Hi, I am working on a script to create a YAXArrays dataset from an HDF5 file. The idea is to iterate over the datasets in a selected group and combine them into a single dataset.
The first issue I encountered is the inability to lazily load the data. I couldn’t find any documentation on this, so I am currently loading all the data into memory.
The second issue is that I am unable to convert the dictionary of YAXArrays I created into a Dataset.
Please see the code below. I would greatly appreciate any help with these issues.
using HDF5
using YAXArrays
# Function to infer dimensions and create YAXArray
function create_yaxarray(group_path, var_name, dataset)

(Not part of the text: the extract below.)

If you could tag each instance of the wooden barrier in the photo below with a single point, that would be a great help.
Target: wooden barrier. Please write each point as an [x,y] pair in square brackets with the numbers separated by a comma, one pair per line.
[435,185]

# Infer dimension names from attributes
all_attrs = Dict(attrs(dataset)) # Assumes "DimensionNames" attribute exists
if haskey(all_attrs, "DimensionNames")
dim_names = all_attrs["DimensionNames"]
end
if dim_names === missing
println("Warning: No dimensions attribute for $var_name, using default.")
dim_names = ["dim_$i" for i in 1:ndims(dataset)] # Default dimension names
else
dim_names = split(dim_names, ",") # Split comma-separated dimensions
end
# Create YAXArray
axlist = Tuple(
Dim{Symbol(dim_name)}(collect(1:size(dataset)[dim_i]))

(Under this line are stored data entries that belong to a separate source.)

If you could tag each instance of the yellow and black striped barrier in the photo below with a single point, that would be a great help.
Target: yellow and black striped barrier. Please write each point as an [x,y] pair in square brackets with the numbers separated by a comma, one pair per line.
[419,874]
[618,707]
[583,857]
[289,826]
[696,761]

for (dim_i,dim_name) in enumerate(dim_names))
data = read(dataset)
all_attrs["name"] = var_name # Name of the variable
all_attrs["source"] = group_path # Source group path
return YAXArray(
axlist, # Dimension names as a NamedTuple
data, # The dataset (either lazy or fully loaded)

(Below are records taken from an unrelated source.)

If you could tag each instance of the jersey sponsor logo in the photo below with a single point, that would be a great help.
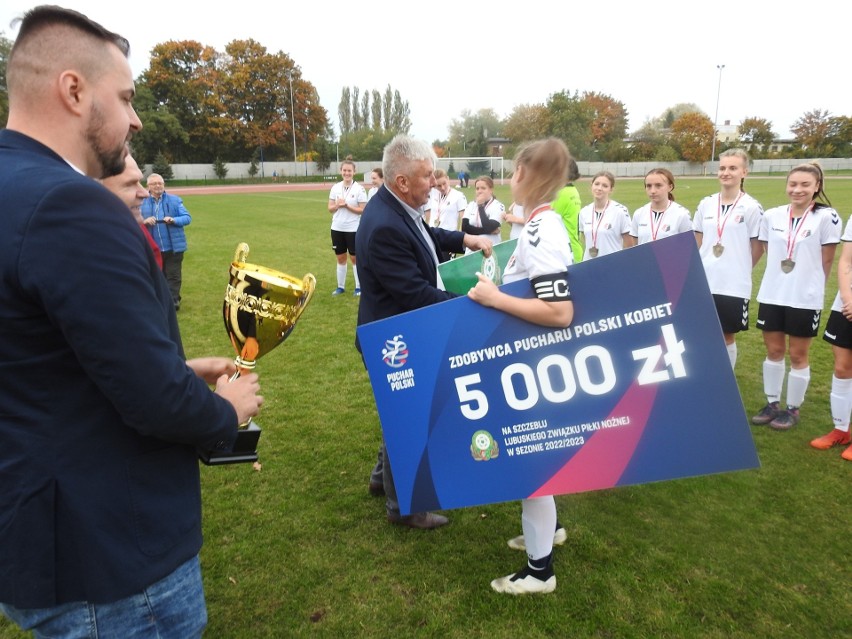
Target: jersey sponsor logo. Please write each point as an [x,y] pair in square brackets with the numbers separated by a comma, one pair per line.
[552,289]
[395,352]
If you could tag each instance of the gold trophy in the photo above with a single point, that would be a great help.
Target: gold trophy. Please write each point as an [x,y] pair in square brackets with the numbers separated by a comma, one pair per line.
[260,310]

Dict(all_attrs) # Source group path
)
end
function load_dataset(filename::String, group::String = "/ScienceData/Geo")
# Open the HDF5 file
fid = h5open(filename, "r")
datasets = Dict{Symbol, YAXArray}()
try
# Iterate over Geo group
for var_name in keys(fid[group])
var_path = joinpath(group, var_name)
dataset = fid[var_path]
datasets[Symbol(var_name)] = create_yaxarray(group, var_name, dataset)
end
finally
close(fid) # Ensure the file is closed
end
return datasets
end
when I execute the code it creates a dictionary of YAXArrays as expected. However when I try to convert this dictionary into a dataset
data_dict = load_dataset(filename, "/ScienceData/Geo")
ds = Dataset(;properties = Dict{String,Any}(), data_dict)
I get the following error message:
ERROR: MethodError: no method matching iterate(::Nothing)
Closest candidates are:
iterate(::LibGit2.GitConfigIter)
@ LibGit2 /cm/shared/apps/julia/1.10.6/share/julia/stdlib/v1.10/LibGit2/src/config.jl:225
iterate(::LibGit2.GitConfigIter, ::Any)
@ LibGit2 /cm/shared/apps/julia/1.10.6/share/julia/stdlib/v1.10/LibGit2/src/config.jl:225
iterate(::LaTeXStrings.LaTeXString, ::Int64)
@ LaTeXStrings ~/.julia/packages/LaTeXStrings/6NrIG/src/LaTeXStrings.jl:108
…Stacktrace:
[1] foreach(f::YAXArrays.Datasets.var"#3#6", itr::Nothing)
@ Base ./abstractarray.jl:3098
[2] (::YAXArrays.Datasets.var"#2#5")(c::Dict{Symbol, YAXArray})
@ YAXArrays.Datasets ~/.julia/packages/YAXArrays/ppMtD/src/DatasetAPI/Datasets.jl:37
[3] foreach(f::YAXArrays.Datasets.var"#2#5", itr::@NamedTuple{data_dict::Dict{Symbol, YAXArray}})
@ Base ./abstractarray.jl:3098
[4] Dataset(; properties::Dict{String, Any}, cubes::@Kwargs{data_dict::Dict{Symbol, YAXArray}})
@ YAXArrays.Datasets ~/.julia/packages/YAXArrays/ppMtD/src/DatasetAPI/Datasets.jl:35
[5] top-level scope
@ REPL[33]:1
I would appreciate any help on these two issues.